End of the Innocence Innocence - 3 ALESSANDRA TORRE

To the women who teach their sons to open doors, respect women, and make us laugh. Thank you.

They say you will never love someone like you love your children. But my love for Brad was so consuming, so boundless. It stretched my universe and took over every breath, heartbeat, and thought. How could I possibly love anyone more? It seemed impossible.

Prologue

Blindfolded. It was how this whole thing started; it was the birth of my sexual awakening, the first loose thread that started the unraveling of my inhibitions. It almost seemed fitting that, in what could be the end of my life, I was, once again, blindfolded.

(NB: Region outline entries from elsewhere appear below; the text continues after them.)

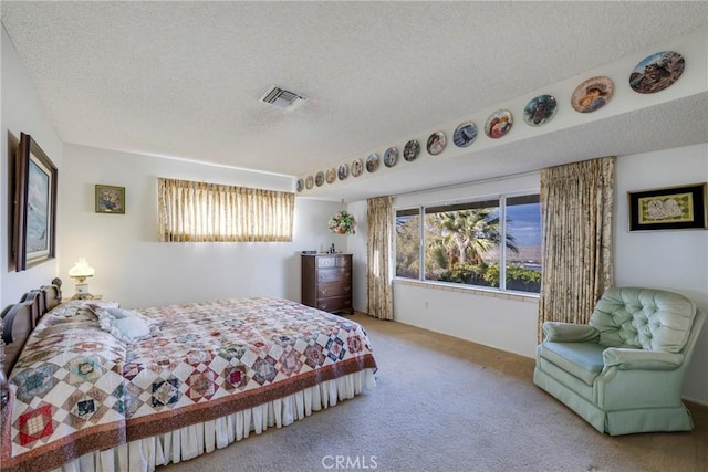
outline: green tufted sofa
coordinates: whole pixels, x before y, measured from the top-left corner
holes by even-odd
[[[533,382],[600,432],[693,430],[681,390],[705,318],[676,293],[608,289],[587,325],[543,324]]]

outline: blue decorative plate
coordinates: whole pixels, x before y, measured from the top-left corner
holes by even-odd
[[[529,126],[541,126],[555,116],[558,103],[551,95],[539,95],[531,98],[523,108],[523,120]]]
[[[384,153],[384,165],[386,167],[394,167],[397,161],[398,161],[398,148],[389,147],[388,149],[386,149],[386,153]]]
[[[632,71],[629,86],[641,94],[653,94],[671,85],[684,73],[686,61],[674,51],[657,52],[645,57]]]
[[[452,143],[457,147],[467,147],[475,143],[475,139],[477,139],[477,125],[471,122],[459,125],[452,135]]]
[[[366,170],[368,170],[369,172],[375,172],[376,170],[378,170],[379,165],[381,159],[378,158],[378,155],[376,153],[371,154],[366,158]]]

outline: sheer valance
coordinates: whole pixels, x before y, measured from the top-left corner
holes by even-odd
[[[292,241],[295,195],[159,178],[160,241]]]

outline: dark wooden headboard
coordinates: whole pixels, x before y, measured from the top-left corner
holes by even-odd
[[[19,303],[8,305],[0,313],[2,333],[0,333],[0,403],[8,398],[8,377],[18,361],[20,353],[30,333],[40,318],[62,301],[62,281],[54,279],[51,285],[44,285],[25,293]]]

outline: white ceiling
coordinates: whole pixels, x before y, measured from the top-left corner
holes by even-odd
[[[708,2],[3,0],[1,15],[63,141],[302,177],[701,28]],[[310,99],[260,103],[271,84]],[[404,161],[312,195],[351,201],[705,143],[707,109],[704,93],[660,115],[472,145],[475,172]]]

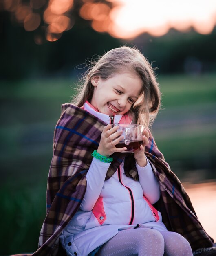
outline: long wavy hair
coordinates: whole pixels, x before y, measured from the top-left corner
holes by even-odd
[[[91,80],[94,76],[107,79],[121,72],[135,72],[141,79],[142,88],[128,114],[135,124],[147,127],[152,124],[160,108],[161,94],[154,70],[139,50],[125,46],[112,49],[91,61],[88,67],[72,103],[81,107],[86,100],[90,102],[94,88]]]

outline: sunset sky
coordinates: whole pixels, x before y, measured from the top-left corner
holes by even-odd
[[[122,38],[143,32],[160,36],[174,27],[186,31],[193,27],[203,34],[216,24],[215,0],[110,0],[120,4],[111,11],[108,31]]]
[[[96,31],[115,37],[132,38],[145,32],[159,36],[170,28],[187,31],[192,27],[208,34],[216,24],[216,0],[107,0],[113,3],[113,9],[82,0],[79,15]],[[74,0],[3,0],[2,6],[26,31],[45,27],[46,40],[55,41],[73,26],[74,5]],[[35,43],[40,43],[41,39],[35,38]]]

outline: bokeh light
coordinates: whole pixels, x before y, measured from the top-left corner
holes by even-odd
[[[74,0],[3,0],[3,3],[27,31],[45,26],[46,34],[61,34],[75,23]],[[93,29],[117,38],[132,39],[144,32],[160,36],[171,28],[182,32],[193,28],[208,34],[216,24],[216,1],[212,0],[80,0],[79,5],[80,16],[90,21]]]
[[[24,26],[26,31],[33,31],[37,29],[40,23],[40,17],[38,13],[30,13],[24,20]]]

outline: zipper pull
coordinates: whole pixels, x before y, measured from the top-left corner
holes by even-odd
[[[114,124],[114,117],[110,117],[110,118],[111,119],[110,124]]]

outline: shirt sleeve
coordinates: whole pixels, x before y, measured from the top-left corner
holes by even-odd
[[[154,204],[159,200],[161,191],[159,183],[154,174],[151,165],[146,159],[147,164],[146,166],[141,167],[136,163],[136,166],[143,194],[151,204]]]
[[[93,158],[86,174],[86,190],[79,207],[82,211],[92,211],[101,193],[110,164]]]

I woke up in pure blackness, my senses reawakening one by one, slowly reporting grim details of my surroundings. Sight. Pure dark, so complete in its entirety that I felt a wave of claustrophobia hit me. Sound. Muffled voices, hard tones filled with anger, hate, and—most terrifying of all—glee. The rustle of fabric against my ear as I twisted my head, the sound informing my brain that I was, in fact, blindfolded. Smell. A sickly-sweet scent, coming from the blindfold, almost—but not quite—overriding the dirty, masculine stench that reeked in this room. Taste. Wet cloth in my mouth, tugging at my skin, keeping my tongue in place, the horrible aftertaste of vomit in my mouth. Touch. Hands bound behind my back with rough, scratchy rope. Ankles spread and secured to chair legs beneath me. Sitting upright, utterly secured, my body recognizing, even without sight, the bruises that covered me.

My brain understood everything about the situation at once, bursting into reality in one, horrific instance, like stepping into the harsh sun, painful in its strength. I screamed through the blindfold, my effort producing only a small sound, and strained every muscle, thrashing my body from side to side, trying to free some small part of my body in at least one minor way. The chair rocked, tipped, and in an agonizingly slow motion, tipped backward and crashed to the concrete floor. The impact slammed my head back, and with one painful crack, my body stilled, all senses instantly snuffed.